Schon Gottesdienste gelten als „missionarische Veranstaltung“

Ein indischer Pfarrer, den die Delegation zuvor besucht hatte, sowie ein indischer Mitarbeiter der Gossner Mission, der die Deutschen in den Tagen zuvor begleitet hatte, waren auch vier Wochen nach dem Vorfall bis Redaktionsschluss in Haft. Um sie hatten sich die Verantwortlichen bei der Gossner Mission große Sorgen gemacht. „Bisher wurde eine Kautionszahlung abgelehnt, und die erhoffte Anhörung fand nicht statt, da Schriftstücke von Polizei und Staatsanwaltschaft nicht vorlagen“, sagte Mitte November Christian Reiser, der Direktor der Gossner Mission, der selbst ausgewiesen worden war. Die beiden durften zwar Besuch empfangen, die Haftbedingungen seien ansonsten aber sehr schlecht gewesen. Auch andere NGOs beklagen immer wieder derart unbegründete Verfahrensverschleppungen in Indien.

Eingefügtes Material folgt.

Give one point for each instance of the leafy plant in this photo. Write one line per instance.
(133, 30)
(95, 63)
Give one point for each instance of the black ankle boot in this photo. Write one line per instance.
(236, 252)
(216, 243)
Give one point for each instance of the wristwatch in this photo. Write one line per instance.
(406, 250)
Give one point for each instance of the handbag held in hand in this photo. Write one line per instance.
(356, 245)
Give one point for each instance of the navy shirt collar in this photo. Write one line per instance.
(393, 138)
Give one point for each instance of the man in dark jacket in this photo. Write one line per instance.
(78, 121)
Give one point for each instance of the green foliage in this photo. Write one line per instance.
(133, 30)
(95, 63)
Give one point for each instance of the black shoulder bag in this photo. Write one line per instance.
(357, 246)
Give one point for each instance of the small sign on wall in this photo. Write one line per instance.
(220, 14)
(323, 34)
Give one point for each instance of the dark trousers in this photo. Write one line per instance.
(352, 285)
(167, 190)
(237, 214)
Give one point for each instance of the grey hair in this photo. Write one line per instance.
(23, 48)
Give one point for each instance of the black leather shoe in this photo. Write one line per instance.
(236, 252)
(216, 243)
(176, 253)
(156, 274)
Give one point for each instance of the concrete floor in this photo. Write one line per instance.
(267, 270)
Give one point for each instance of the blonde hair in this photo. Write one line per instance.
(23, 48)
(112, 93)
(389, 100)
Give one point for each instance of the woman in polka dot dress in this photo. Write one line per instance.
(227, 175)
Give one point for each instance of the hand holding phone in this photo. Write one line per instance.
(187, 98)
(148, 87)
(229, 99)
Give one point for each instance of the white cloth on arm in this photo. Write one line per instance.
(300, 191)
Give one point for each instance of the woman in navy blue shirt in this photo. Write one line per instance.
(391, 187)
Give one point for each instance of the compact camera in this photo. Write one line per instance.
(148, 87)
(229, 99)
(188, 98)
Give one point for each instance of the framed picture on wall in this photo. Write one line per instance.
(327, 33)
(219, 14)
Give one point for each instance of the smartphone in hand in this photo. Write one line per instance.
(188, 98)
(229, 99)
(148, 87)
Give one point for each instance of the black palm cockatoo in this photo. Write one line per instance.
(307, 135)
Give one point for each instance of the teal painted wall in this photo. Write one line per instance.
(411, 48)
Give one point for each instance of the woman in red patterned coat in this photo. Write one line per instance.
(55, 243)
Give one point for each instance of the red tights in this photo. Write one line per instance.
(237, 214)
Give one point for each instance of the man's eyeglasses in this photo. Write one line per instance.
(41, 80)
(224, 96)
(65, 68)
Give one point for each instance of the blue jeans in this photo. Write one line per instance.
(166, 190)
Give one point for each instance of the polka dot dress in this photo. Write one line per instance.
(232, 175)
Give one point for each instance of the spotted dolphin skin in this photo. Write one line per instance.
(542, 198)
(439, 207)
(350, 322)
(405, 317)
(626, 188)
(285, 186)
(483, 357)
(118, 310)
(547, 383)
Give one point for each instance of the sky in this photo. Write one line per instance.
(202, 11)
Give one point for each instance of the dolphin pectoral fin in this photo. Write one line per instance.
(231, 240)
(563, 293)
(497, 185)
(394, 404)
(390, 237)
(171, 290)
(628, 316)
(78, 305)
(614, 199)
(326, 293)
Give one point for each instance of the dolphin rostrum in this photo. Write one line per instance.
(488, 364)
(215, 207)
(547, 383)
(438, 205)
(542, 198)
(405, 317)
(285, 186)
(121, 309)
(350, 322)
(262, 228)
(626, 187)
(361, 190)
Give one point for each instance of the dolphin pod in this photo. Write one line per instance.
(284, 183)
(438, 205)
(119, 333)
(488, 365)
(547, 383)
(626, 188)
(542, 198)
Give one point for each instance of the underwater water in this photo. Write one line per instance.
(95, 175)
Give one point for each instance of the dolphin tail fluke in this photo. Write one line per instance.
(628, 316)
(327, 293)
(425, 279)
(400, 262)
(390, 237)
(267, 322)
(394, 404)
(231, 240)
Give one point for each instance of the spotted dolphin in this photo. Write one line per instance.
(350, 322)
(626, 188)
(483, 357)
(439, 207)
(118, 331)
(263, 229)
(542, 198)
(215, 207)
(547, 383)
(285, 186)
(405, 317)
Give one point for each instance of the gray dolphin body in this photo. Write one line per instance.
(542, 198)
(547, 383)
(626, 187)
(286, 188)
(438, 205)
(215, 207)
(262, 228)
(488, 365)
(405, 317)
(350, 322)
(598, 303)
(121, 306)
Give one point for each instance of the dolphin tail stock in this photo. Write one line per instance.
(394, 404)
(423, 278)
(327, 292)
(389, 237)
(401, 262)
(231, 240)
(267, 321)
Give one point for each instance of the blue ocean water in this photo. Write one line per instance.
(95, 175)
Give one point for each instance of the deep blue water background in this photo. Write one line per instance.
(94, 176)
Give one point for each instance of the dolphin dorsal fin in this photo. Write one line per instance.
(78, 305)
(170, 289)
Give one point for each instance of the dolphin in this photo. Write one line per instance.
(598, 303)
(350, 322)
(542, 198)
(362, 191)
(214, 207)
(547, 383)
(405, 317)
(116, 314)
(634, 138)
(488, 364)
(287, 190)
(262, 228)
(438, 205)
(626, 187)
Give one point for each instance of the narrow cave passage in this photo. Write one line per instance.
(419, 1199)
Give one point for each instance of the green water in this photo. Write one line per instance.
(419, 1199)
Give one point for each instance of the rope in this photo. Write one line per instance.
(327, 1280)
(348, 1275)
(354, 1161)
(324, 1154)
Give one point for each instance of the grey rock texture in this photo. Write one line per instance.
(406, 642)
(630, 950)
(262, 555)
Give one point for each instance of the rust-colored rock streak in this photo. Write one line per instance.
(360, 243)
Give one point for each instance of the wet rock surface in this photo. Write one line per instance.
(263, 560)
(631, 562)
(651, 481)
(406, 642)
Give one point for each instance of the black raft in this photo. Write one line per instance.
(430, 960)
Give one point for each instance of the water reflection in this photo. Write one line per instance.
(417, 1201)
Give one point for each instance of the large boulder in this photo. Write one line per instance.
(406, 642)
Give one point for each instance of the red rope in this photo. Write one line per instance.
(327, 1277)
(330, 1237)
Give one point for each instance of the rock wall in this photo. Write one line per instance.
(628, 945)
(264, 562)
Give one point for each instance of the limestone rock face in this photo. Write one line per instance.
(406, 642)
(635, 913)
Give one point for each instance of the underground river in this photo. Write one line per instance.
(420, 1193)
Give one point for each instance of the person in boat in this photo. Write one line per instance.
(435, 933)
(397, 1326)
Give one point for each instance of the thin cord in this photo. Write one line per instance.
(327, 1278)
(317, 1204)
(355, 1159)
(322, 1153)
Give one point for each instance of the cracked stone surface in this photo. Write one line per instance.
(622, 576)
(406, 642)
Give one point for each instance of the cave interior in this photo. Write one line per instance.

Was der jüngste Vorfall für die Zukunft von Begegnungsreisen und die Partnerschaftsarbeit bedeutet, sei noch gar nicht abzusehen, sagt Reiser. Offenbar dürften mit Touristenvisa nicht einmal mehr Gottesdienste besucht werden. „Denn dies bewerten die indischen Behörden als missionarische Veranstaltung.“ Dabei seien diese Gottesdienste rein innerkirchliche Veranstaltungen gewesen. „Wir fragen uns jetzt, ob kirchlichen Gruppen künftig immer die Abschiebung droht“, sagt Reiser. Auch sei offen, ob die Ausgewiesenen noch einmal indische Visa bekämen.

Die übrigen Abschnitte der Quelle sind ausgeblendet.